Sin embargo, un buen día de inicios de los setenta se mudó a la casa vecina un grupo de jóvenes. No se trababa de jóvenes cualesquiera. Eran de esos que los adultos llamaban hippies, con largas cabelleras, descuidadas barbas, llamativa vestimenta, de suaves y acompasados andares y una sonrisa perenne en los labios. A partir de entonces asomarnos por la ventana de nuestra habitación cobró nuevo atractivo para mi hermana y para mí.

Por sus hábitos y comportamiento, al parecer nuestros nuevos vecinos se ganaban la vida fabricando y vendiendo artesanía de cuero: carteras, sandalias, billeteras, anillos, pulseras, collares y demás complementos de vestir. Por lo general trabajaban al aire libre, a veces en aquel patio trasero, mientras escuchaban música en un diminuto tocadiscos y fumaban un cigarrillo tras otro.

Creo que fue gracias a ellos que escuché los primeros temas de rock en mi vida o así me gusta recordarlo: Crosby, Still & Nash, The Hollies, Janis Joplin, John Lennon, Led Zeppelin y desde luego The Beatles. Uno de aquellos jóvenes solía alternar un par de camisetas con caras de hombres muy disímiles entre sí en su parte delantera: uno llevaba una boina con una estrella y el otro, más jovial, lucía unas pequeñas gafas redondas.

Con el paso de los días, la casa de al lado no tardaría en convertirse en el principal foco de perturbación de nuestra calle, porque gente entraba y salía a cualquier hora del día y era difícil saber quiénes vivían allí de manera permanente o quiénes solo se hallaban de paso, de visita. Además, de tanto en tanto a los vecinos se les elevaban las revoluciones y se ponían como motos: música a todo volumen, gritos, discusiones, peleas. Incluso mamá se quejaba “del olor a yerba que se cuela y esparce por toda la casa, y por más que sea uno tiene niños pequeños”. Pronto los mayores empezaron a plantearse entre sí que algo tendrían que hacer. La ley entró por casa y mamá nos prohibió a mi hermana y a mí asomarnos por la ventana. También vigilaba que durante el día permaneciéramos el menor tiempo posible en nuestra habitación. Pero al menos yo, cuando mamá no estaba cerca, me colaba furtivamente a nuestro cuarto y me asomaba por la ventana cada vez que se me presentaba la oportunidad.

Y es que me gustaba mirar a aquellos jóvenes trabajar y escuchar la música que escuchaban. Creo que ellos también disfrutaban de mi compañía viéndome observarlos desde el otro lado de la ventana.
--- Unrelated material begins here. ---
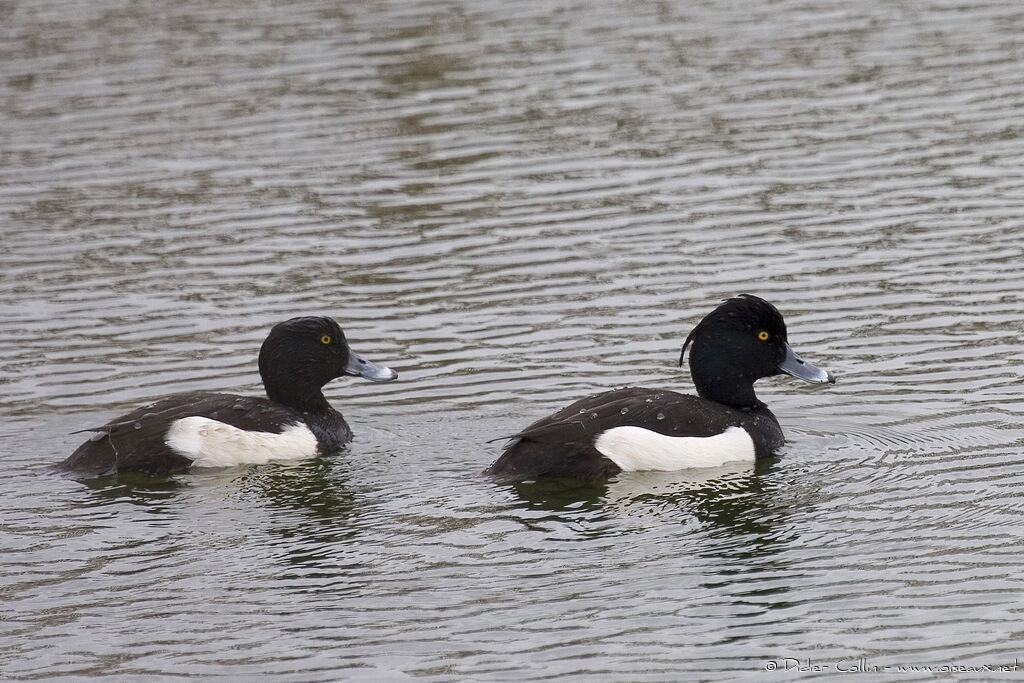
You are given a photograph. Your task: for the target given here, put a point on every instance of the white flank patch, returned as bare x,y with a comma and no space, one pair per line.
636,449
212,443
En cierta ocasión una chica se acercó hasta la ventana y sin decir palabra o tal vez las dijo y no lo recuerdo me obsequió una microscópica cartera de cuero en la que no obstante se cuidaba cada detalle de su elaboración.

Un buen día, así como habían llegado, se marcharon. No se despidieron de nadie y el patio de la casa vecina volvió a ser un lugar vacío y desolado. Inclusive mucho más que antes.

Cada año por estas fechas puntual como el estallido de los colores del otoño el recuerdo de aquellos jóvenes regresa a mi memoria. Es imposible separarlo de la voz, susurros, gritos, gemidos y ese aire de utopía e irreverencia con los que Lennon impregnó sus canciones. Después de casi medio siglo esas mismas canciones continúan emocionándome como lo hicieron en un principio, como cuando era niño y luego adolescente.

Hay cosas que no cambian pese a que todo haya cambiado a nuestro alrededor.